Cheese is expensive here compared to the UK. It's because of the protection afforded the dairy industry, particularly in Quebec, but the Canadian Government recently announced some relaxation of the regulations.


----------



## colchar (Oct 25, 2011)

Miss_History said:


> In the UK, cheddar is white (almost universally) and I like really mature, sharp cheddar with the calcium crystals in it - I've yet to find any cheddar in Canada that isn't orange and tastes like plastic.


Cracker Barrel and Black Diamond make white cheddar. Buy the old or extra old for a mature, sharp taste. The orange versions of those taste the same as the white ones.





> The mozarella here tastes identical to the cheddar



In my experience this isn't even remotely close to being true.





> So - any ideas about where I could find (in the Toronto area) anything like British cheddar, Italian mozarella or French chevre?



The cheddars I mentioned above are available in nearly ever grocery store. There are also all kinds of specialty cheese stores and delis which will serve specialty cheeses in the Toronto area. Try the Yellow Pages or maybe a Google search (although that will require sorting through a bunch of other results).


----------



## Liam(at)Large (Sep 2, 2012)

I agree with the posters above. Canada has fantastic cheese, you are just buying the cheap crap. 750g of good cheddar should cost $18+.


----------



## colchar (Oct 25, 2011)

Liam(at)Large said:


> I agree with the posters above. Canada has fantastic cheese, you are just buying the cheap crap. 750g of good cheddar should cost $18+.

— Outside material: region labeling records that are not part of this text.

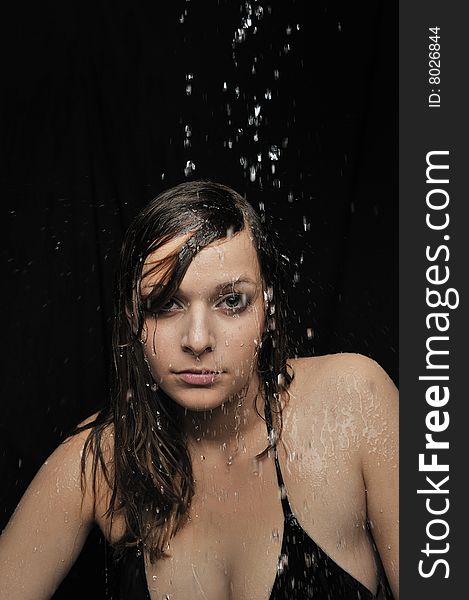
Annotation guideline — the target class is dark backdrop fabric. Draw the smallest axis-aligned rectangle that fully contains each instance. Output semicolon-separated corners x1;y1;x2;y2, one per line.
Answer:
0;0;398;600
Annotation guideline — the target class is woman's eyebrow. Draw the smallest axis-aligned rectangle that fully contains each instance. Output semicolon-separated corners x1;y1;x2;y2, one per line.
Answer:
144;276;257;294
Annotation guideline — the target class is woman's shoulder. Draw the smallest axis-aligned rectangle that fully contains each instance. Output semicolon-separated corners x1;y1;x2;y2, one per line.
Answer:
288;352;395;399
285;353;398;447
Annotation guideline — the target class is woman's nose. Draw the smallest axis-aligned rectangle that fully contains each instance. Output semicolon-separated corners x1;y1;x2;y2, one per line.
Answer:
182;306;215;356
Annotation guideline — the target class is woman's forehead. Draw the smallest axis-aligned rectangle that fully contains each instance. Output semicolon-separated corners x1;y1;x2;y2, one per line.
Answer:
141;229;261;291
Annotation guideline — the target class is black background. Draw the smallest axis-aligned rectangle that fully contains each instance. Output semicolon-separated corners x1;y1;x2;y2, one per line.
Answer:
0;0;398;600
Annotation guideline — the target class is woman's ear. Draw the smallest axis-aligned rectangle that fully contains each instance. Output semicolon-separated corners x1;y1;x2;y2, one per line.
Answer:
125;305;138;335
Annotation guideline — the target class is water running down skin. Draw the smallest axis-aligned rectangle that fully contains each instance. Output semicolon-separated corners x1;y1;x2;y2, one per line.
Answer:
0;224;399;600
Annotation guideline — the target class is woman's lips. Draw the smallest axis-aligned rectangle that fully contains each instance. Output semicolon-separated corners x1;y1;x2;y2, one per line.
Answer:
178;371;223;385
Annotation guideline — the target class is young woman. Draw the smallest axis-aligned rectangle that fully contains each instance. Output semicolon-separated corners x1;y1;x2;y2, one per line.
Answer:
0;181;399;600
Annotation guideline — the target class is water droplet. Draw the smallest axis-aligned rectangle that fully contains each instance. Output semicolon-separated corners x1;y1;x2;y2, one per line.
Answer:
277;554;288;575
184;160;195;177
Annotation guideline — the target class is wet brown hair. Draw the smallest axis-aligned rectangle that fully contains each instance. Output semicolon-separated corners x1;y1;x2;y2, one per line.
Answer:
73;181;294;563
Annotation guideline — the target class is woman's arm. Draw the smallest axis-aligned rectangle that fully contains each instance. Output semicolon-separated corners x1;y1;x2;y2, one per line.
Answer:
0;430;94;600
355;355;399;600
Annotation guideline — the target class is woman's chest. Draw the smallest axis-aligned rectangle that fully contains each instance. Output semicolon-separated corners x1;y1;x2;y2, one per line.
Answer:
141;452;372;600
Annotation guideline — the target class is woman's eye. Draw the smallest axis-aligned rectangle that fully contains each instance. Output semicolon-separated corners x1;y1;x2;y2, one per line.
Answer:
222;293;248;312
159;298;177;313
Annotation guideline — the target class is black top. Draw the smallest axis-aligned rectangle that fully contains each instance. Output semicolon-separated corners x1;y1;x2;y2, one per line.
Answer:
110;406;384;600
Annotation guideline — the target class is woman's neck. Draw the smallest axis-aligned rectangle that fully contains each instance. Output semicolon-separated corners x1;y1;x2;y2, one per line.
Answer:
184;373;267;465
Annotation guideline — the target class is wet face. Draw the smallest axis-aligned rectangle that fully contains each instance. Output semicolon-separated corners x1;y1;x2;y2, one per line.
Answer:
137;230;265;411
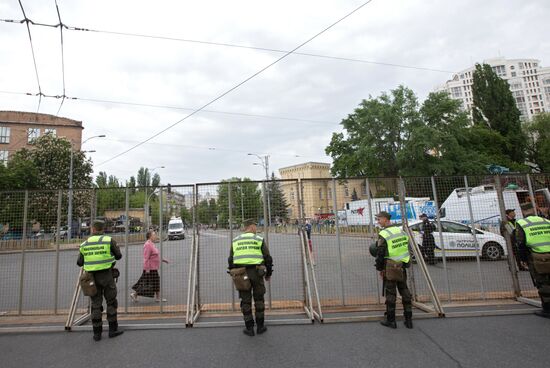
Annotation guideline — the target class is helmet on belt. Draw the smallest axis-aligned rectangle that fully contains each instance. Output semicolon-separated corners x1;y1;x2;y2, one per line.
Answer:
369;242;378;257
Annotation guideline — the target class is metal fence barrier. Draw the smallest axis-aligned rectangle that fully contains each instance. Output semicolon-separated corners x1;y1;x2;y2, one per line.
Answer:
0;174;550;328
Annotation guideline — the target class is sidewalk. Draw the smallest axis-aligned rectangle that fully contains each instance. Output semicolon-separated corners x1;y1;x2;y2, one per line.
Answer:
0;315;550;368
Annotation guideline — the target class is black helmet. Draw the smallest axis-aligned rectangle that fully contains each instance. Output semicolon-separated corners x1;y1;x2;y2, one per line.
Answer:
369;242;378;257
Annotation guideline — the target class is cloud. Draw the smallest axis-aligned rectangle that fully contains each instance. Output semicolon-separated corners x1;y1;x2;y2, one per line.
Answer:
0;0;550;184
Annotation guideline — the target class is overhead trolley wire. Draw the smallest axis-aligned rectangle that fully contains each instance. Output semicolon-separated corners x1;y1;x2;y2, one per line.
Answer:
0;90;339;125
99;0;373;165
18;0;42;112
0;6;456;74
55;0;67;116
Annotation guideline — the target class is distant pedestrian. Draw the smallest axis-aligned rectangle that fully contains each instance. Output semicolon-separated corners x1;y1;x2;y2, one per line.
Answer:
130;230;169;302
376;211;413;328
420;213;436;264
500;209;529;271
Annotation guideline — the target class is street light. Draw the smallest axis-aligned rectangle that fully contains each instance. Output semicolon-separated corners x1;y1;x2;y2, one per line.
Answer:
68;134;106;240
145;166;164;231
247;153;271;226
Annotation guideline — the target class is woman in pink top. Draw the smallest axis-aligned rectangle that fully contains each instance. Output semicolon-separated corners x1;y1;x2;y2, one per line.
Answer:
130;230;168;302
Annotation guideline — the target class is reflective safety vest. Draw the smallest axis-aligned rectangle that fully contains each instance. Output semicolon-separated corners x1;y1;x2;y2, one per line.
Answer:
80;235;115;271
517;216;550;253
380;226;411;263
232;233;264;265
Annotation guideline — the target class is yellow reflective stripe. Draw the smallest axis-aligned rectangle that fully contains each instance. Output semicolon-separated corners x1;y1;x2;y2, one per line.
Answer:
233;254;264;260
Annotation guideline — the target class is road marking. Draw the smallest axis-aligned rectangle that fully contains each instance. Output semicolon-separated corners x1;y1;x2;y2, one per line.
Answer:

You can get Cracker Barrel or Black Diamond for a lot less than that when on sale (usually around $4.99).


----------



## Liam(at)Large (Sep 2, 2012)

colchar said:


> You can get Cracker Barrel or Black Diamond for a lot less than that when on sale (usually around $4.99).


They would both fall into the crap category.


----------



## colchar (Oct 25, 2011)

Liam(at)Large said:


> They would both fall into the crap category.



No, actually, they wouldn't. For reasonably priced cheese they are actually decent (if you buy old or extra old) and are a lot better than much of the other mass market cheese out there. They are not deli or specialty shop standard, but for stuff from a grocery store they are OK and are certainly better than their competitors.


----------



## Eugene182 (Mar 11, 2014)

It'd be better just to go down to the States, get a whole bunch of cheese and put it in a freezer. It's twice as expensive in Canada due to subsidies to dairy farmers


----------



## Liam(at)Large (Sep 2, 2012)

Eugene182 said:


> It'd be better just to go down to the States, get a whole bunch of cheese and put it in a freezer. It's twice as expensive in Canada due to subsidies to dairy farmers


I believe you are only allowed to import $20 a time.


----------



## luvcanada (Nov 10, 2011)

Try the Grande Cheese Company locaated on Yonge St in Richmond Hill and on Keele St in Maple. I have heard from some Italian friends that it has great cheeses. Also several stores in Stl Lawrence Market have good cheeses. There is also at least one cheese store, as I recall, in Kensington Market that also has good cheeses. Also do a search on Yelp for cheese stores in toronto area. There are lots...


----------